If GC does that, then how come there is all this effort to do
mmap testing to see if it has the facility to zero memory, and
I can't see what you are refering to.
I obviously misinterpreted that then.
why is the surrounding code (in GCC 4.4's alloc_page())
calling XCNEWVEC instead of XNEWVEC?
That's the page table entries, not the data itself.
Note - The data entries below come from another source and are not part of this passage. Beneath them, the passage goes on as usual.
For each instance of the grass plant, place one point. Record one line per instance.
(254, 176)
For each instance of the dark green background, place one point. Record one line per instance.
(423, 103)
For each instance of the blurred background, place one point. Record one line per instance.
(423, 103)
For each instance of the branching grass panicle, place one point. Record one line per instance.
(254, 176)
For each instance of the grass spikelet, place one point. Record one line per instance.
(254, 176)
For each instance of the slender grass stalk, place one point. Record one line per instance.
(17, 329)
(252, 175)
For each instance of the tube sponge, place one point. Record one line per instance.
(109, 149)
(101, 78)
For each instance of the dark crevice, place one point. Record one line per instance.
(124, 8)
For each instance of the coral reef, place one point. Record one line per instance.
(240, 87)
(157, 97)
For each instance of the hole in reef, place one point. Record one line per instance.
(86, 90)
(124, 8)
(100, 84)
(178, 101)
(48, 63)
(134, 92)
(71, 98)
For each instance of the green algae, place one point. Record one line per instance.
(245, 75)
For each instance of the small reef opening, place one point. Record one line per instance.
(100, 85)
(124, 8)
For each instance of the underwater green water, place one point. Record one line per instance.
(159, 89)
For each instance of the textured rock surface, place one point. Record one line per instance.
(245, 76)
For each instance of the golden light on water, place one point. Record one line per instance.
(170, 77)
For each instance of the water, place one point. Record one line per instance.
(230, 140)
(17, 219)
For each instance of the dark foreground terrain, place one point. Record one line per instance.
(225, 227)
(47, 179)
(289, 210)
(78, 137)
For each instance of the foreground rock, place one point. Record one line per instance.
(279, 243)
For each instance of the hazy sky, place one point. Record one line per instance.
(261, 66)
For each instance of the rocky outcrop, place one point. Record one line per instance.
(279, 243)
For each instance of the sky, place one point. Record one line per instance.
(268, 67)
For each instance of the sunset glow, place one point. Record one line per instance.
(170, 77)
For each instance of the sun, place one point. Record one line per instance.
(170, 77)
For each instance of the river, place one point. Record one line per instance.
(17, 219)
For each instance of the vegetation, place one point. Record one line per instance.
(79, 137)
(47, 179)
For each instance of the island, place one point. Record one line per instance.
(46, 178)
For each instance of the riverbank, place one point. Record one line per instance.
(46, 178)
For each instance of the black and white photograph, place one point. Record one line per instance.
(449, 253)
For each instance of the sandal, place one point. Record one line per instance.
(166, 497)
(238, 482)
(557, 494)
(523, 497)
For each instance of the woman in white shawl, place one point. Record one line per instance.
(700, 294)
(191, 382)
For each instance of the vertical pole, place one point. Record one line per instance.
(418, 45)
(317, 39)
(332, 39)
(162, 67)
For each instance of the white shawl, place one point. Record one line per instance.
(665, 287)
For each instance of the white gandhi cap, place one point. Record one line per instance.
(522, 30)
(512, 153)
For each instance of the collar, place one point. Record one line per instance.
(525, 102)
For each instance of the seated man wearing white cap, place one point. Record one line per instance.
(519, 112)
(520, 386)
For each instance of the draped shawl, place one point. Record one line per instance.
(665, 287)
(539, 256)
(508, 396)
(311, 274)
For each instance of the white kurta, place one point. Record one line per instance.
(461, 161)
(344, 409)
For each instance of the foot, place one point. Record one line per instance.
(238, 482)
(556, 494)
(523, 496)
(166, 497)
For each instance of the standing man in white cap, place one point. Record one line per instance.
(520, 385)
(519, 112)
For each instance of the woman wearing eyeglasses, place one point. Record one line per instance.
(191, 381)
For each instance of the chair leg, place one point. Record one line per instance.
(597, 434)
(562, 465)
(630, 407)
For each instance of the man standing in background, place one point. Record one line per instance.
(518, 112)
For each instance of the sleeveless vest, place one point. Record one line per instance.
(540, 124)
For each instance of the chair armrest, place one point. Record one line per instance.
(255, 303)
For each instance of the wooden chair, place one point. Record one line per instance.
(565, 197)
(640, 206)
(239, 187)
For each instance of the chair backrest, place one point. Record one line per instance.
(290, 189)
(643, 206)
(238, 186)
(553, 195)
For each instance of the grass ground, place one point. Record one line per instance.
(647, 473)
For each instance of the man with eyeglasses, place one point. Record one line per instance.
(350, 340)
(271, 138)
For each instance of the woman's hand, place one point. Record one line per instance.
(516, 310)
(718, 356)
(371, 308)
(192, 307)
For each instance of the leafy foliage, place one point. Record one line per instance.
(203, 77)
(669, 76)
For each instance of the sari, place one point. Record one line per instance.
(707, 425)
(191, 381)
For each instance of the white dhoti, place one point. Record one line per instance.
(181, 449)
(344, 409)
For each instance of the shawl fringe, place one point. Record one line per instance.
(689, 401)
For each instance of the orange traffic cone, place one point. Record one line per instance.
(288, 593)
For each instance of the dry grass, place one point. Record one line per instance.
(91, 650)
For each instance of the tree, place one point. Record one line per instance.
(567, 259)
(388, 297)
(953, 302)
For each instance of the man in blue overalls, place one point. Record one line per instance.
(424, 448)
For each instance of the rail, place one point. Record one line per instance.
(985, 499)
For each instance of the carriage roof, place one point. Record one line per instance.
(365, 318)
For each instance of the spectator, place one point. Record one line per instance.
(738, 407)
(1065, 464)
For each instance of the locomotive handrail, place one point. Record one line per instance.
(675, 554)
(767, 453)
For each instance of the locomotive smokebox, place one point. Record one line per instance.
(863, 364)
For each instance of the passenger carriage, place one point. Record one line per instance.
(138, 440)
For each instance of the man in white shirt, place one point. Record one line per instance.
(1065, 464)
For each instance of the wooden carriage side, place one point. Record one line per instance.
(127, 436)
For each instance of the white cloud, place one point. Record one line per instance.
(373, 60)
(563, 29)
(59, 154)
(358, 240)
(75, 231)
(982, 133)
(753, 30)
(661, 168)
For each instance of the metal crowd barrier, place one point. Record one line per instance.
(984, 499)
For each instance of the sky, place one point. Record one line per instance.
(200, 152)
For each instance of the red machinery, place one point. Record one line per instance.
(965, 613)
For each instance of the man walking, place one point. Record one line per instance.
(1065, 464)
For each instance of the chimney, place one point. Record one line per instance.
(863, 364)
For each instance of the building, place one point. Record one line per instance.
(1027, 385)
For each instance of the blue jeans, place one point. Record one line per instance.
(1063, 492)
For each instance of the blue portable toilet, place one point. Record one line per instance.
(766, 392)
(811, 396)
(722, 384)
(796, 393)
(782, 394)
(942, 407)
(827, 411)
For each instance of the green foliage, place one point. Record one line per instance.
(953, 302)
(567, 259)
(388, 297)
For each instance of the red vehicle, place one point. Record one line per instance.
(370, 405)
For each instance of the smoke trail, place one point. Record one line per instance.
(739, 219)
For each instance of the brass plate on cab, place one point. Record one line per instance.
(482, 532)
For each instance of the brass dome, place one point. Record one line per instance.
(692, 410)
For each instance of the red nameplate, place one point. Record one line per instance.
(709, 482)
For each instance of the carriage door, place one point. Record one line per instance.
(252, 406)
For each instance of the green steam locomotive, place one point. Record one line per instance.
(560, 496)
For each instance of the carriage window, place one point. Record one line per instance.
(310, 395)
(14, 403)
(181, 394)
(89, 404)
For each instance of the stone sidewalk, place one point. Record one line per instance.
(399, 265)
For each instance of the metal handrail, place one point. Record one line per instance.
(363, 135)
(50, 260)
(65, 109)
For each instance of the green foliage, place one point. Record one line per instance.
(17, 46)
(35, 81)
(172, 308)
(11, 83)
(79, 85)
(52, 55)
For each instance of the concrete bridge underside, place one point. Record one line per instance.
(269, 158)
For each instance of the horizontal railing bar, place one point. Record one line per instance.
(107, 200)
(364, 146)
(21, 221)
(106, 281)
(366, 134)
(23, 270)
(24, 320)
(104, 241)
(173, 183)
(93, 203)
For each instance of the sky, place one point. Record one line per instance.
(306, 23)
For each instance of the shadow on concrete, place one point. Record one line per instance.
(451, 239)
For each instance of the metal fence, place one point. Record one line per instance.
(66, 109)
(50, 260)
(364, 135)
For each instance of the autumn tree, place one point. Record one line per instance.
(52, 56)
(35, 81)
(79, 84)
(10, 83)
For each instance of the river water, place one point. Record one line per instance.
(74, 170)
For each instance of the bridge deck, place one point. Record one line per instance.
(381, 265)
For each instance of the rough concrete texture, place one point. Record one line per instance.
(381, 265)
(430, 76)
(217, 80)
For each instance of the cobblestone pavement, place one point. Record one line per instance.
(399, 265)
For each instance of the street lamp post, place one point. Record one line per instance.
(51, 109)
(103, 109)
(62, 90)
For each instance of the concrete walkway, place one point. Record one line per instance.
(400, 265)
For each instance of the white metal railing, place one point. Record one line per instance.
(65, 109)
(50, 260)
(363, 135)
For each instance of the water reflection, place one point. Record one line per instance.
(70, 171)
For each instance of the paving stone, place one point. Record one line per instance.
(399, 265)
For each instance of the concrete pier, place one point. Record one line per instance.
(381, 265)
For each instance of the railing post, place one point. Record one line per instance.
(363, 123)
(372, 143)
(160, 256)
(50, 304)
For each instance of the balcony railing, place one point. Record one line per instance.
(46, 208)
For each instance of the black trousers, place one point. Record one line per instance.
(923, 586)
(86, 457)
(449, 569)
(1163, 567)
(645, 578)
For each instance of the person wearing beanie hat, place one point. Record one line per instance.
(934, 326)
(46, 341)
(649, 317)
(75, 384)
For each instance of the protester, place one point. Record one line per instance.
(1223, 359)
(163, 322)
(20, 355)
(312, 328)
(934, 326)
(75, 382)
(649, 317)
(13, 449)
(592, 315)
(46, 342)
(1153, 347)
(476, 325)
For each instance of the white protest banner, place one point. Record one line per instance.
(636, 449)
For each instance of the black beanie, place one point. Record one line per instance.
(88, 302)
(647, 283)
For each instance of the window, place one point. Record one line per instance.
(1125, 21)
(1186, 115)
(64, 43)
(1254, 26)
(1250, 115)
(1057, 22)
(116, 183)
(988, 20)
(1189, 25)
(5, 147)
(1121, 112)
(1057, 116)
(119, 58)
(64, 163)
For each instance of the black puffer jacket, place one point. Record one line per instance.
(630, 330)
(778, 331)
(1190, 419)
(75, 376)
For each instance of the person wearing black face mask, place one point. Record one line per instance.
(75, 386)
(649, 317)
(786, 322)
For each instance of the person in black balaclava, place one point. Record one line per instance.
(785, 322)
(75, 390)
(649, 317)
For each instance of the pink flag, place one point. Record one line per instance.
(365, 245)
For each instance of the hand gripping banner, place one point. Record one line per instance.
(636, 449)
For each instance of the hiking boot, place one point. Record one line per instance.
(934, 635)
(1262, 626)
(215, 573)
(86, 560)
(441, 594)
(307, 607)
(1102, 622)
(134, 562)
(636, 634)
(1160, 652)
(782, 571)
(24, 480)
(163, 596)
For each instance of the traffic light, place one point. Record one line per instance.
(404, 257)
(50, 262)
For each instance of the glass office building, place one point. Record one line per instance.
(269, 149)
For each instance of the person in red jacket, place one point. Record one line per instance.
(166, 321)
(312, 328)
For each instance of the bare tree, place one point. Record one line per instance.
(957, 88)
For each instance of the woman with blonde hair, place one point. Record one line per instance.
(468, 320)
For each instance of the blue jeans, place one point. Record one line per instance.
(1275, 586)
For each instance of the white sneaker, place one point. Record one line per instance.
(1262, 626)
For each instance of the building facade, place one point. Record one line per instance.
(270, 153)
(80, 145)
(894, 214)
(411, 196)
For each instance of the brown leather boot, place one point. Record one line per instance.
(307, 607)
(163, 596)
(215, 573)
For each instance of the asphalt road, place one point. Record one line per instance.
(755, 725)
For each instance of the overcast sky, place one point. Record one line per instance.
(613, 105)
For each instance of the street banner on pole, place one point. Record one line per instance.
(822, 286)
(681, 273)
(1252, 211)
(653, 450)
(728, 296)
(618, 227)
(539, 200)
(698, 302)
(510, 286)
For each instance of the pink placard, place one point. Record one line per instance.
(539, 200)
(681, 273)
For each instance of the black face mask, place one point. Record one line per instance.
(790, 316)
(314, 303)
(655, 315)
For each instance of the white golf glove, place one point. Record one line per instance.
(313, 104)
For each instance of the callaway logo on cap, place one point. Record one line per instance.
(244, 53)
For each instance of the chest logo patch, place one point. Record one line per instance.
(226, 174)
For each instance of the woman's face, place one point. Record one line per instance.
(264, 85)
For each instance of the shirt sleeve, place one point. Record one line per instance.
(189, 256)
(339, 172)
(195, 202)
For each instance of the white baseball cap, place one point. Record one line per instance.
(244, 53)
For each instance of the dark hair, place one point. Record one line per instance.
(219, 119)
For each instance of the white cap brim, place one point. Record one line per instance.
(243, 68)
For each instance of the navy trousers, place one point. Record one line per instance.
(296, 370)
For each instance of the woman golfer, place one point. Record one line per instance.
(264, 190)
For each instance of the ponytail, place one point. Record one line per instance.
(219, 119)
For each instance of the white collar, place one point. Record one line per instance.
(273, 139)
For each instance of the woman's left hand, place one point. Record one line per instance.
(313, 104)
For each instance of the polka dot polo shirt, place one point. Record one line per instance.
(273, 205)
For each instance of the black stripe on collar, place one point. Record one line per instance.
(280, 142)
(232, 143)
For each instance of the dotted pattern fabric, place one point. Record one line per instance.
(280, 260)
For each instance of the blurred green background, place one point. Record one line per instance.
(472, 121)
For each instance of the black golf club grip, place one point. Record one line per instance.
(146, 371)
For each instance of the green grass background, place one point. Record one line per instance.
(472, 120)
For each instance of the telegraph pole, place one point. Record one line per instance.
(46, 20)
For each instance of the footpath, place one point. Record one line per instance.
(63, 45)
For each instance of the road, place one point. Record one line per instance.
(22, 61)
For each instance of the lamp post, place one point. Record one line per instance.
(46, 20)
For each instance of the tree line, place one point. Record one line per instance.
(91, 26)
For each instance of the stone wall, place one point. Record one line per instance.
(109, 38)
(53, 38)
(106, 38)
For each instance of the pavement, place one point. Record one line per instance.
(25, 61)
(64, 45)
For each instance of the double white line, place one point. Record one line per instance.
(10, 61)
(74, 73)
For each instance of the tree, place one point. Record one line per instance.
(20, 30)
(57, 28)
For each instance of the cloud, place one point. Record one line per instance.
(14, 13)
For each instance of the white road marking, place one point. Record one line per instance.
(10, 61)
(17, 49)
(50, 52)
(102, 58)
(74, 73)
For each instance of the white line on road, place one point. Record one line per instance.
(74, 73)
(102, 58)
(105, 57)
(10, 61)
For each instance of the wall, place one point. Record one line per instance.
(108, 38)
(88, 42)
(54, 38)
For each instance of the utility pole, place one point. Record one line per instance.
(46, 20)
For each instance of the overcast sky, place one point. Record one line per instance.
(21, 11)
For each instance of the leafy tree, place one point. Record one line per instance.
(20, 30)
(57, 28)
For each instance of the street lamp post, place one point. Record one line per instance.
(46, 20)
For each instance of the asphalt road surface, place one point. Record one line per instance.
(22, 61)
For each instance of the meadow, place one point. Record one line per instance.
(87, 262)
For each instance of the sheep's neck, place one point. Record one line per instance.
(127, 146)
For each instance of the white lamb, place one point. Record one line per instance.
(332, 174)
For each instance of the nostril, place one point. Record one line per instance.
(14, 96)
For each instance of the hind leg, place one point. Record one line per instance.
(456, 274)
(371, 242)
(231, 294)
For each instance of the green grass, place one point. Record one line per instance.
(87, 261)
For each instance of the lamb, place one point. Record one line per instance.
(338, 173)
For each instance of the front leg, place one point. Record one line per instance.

There wouldn't be the need for ggc_alloc_cleared if ggc_alloc
would already zero pages.
Ok, based on this, I traced it back further:
rtx
gen_rtx_fmt_e0 (code, mode, arg0)
RTX_CODE code;
enum machine_mode mode;
rtx arg0;
{
rtx rt;
rt = ggc_alloc_rtx (2);
memset (rt, 0, sizeof (struct rtx_def) - sizeof (rtunion));
rtx
gen_rtx_MEM (mode, addr)
enum machine_mode mode;
rtx addr;
{
rtx rt = gen_rtx_raw_MEM (mode, addr);
/* This field is not cleared by the mere allocation of the rtx, so
we clear it here. */
MEM_ATTRS (rt) = 0;
return rt;
}
void
init_caller_save ()
{
...
for (i = 0; i < FIRST_PSEUDO_REGISTER; i++)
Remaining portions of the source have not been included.